GPU Compression in New and Used Vehicles
Same‑store new vehicle GPU declined 4% year over year to $3,002 per unit and same‑store used GPU also slipped 4% to $1,533, even though used GPU climbed 11% sequentially on normal seasonality. On a non‑same‑store basis, reported new vehicle GPU was actually up 2%, highlighting how mix and store additions can offset some underlying pricing pressure.
Auction Price Volatility Threatens Used Margins
Wholesale auction prices rose roughly 7% during the quarter, tightening the spread between retail and wholesale and pressuring used‑vehicle gross margins. Management cautioned that the spread is “closing” as the company enters the second quarter, making the shift toward non‑auction sourcing and mix optimization critical for protecting profits.
Challenging Comparisons and Macro Uncertainty
Leaders emphasized that the quarter’s results came against difficult prior‑year comparisons influenced by tariff‑related demand timing, creating uneven year‑over‑year trends. They also flagged broader risks, including potential new tariffs, the impact of BEV lease returns on used supply, and consumer affordability constraints that could affect both volume and pricing.

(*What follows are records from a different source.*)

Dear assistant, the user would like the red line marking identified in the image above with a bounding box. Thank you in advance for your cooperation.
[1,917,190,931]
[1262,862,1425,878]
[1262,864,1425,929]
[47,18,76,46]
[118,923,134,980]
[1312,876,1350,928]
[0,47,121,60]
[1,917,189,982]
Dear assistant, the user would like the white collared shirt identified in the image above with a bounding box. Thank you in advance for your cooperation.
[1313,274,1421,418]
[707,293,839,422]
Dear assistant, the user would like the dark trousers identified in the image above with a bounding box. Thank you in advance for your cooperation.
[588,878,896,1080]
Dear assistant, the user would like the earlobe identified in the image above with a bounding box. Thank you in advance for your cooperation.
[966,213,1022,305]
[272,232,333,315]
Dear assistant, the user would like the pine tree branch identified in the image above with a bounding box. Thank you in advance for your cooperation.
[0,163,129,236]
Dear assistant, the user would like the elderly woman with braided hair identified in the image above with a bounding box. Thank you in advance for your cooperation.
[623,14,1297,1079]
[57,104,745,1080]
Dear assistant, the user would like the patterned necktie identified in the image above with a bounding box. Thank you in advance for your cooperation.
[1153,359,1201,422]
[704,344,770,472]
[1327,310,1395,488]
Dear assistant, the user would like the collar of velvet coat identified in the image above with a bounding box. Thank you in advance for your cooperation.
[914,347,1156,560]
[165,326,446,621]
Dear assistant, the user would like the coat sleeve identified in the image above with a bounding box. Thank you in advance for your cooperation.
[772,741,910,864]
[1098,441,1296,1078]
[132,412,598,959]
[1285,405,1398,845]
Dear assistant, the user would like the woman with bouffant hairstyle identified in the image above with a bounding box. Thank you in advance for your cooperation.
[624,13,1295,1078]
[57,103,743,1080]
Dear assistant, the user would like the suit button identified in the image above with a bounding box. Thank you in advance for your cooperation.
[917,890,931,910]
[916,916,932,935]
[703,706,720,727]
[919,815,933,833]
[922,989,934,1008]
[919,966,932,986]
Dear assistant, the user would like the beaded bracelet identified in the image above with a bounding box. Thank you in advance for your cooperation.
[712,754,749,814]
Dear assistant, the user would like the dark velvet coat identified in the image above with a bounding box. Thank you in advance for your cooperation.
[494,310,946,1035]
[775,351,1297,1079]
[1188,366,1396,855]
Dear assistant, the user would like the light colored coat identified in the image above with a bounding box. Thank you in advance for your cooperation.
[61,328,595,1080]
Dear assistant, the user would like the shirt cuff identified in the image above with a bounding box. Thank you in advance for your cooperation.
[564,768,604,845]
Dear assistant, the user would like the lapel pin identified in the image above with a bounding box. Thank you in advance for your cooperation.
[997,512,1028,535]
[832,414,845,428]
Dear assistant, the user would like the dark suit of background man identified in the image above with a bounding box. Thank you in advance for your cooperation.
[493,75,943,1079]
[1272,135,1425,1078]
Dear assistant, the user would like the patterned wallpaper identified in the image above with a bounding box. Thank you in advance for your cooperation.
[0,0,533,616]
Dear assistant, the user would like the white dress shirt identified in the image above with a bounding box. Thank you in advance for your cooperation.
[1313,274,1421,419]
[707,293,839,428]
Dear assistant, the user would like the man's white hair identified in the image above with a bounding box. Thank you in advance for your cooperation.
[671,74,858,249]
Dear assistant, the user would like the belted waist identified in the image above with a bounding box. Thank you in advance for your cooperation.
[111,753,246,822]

Warranty and Brand-Specific Dynamics
Warranty performance was a modest headwind versus last year, with one cited example showing Honda warranty gross running about $1 million below the prior period. Even so, same‑store warranty revenue grew 7%, and warranty including acquisitions increased 15% overall, adding complexity to margin trends as mix shifts across brands and claim types.
EchoPark Margins Remain Sensitive to Pricing Mix
EchoPark’s average selling price declined about 2% sequentially from the fourth quarter while wholesale pricing rose 7% across the first quarter. Vehicle‑related GPU increased by only about $200 sequentially, underscoring how shifts in retail mix and auction dynamics can quickly affect unit economics even amid overall segment growth.

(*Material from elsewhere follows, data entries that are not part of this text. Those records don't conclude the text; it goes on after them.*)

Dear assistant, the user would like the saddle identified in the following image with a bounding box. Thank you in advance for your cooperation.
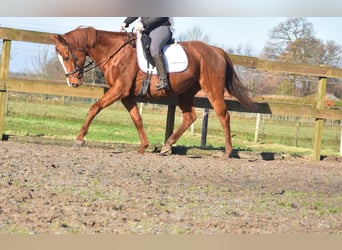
[136,34,189,74]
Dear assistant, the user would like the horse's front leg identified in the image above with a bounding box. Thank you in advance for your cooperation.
[161,95,197,155]
[75,87,124,146]
[121,97,149,153]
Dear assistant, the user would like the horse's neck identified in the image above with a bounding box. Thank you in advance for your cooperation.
[89,32,134,65]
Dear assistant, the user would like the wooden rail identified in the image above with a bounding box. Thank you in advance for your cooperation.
[1,27,342,160]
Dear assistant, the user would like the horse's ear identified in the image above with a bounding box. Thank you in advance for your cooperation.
[50,34,68,46]
[50,34,58,43]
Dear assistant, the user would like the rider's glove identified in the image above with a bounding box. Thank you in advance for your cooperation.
[134,22,144,32]
[120,23,127,31]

Marketing Spend to Weigh on Near-Term Profitability
Management plans to deploy an additional $10 million to $20 million of EchoPark brand marketing, with most spending slated for the back half of 2026. While this heavier advertising push will lift SG&A and pressure near‑term earnings, the company views it as a necessary investment ahead of the next wave of EchoPark store expansion.

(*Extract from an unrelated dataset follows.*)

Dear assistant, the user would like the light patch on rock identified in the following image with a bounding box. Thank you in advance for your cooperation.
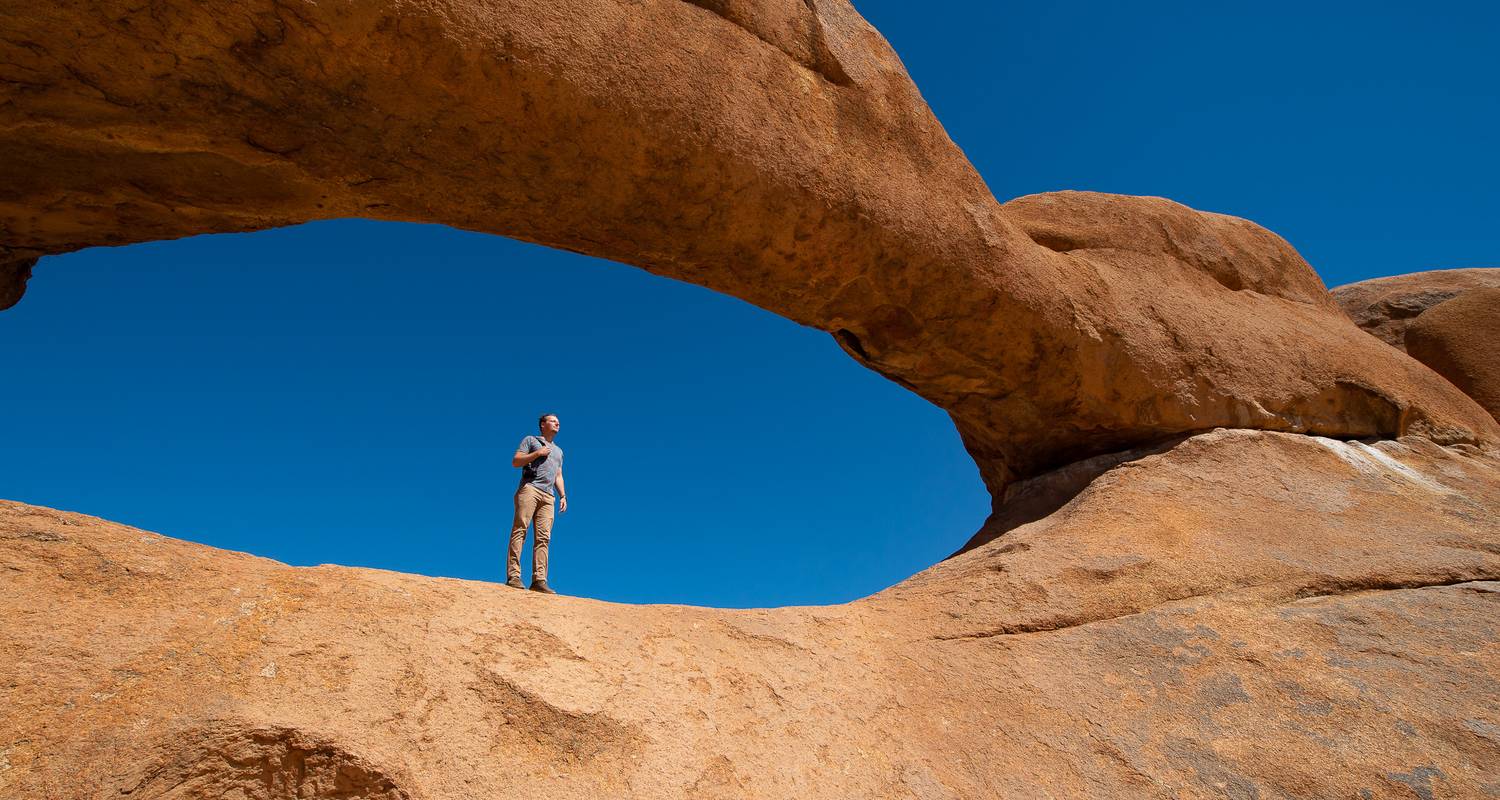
[1311,438,1453,494]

Guidance and Strategic Outlook
Sonic reaffirmed its full‑year 2026 guidance, noting that its forecasts already factor in tariff uncertainty and macro risks while still calling for EchoPark unit growth in the sub‑ to high‑single‑digit range. Corporate priorities center on preserving roughly $770 million of liquidity, selectively deploying capital into buybacks, dividends, and acquisitions, and driving margin leverage through fixed operations growth, EchoPark efficiency, and disciplined balance sheet management.
Sonic Automotive’s earnings call painted a picture of a retailer leaning on its high‑margin service, F&I, and EchoPark businesses to offset softer showroom traffic and shrinking spreads in vehicle sales. Investors will be watching how well the company executes on non‑auction sourcing, marketing‑driven EchoPark expansion, and ongoing capital returns as it navigates a volatile pricing environment and macro uncertainty.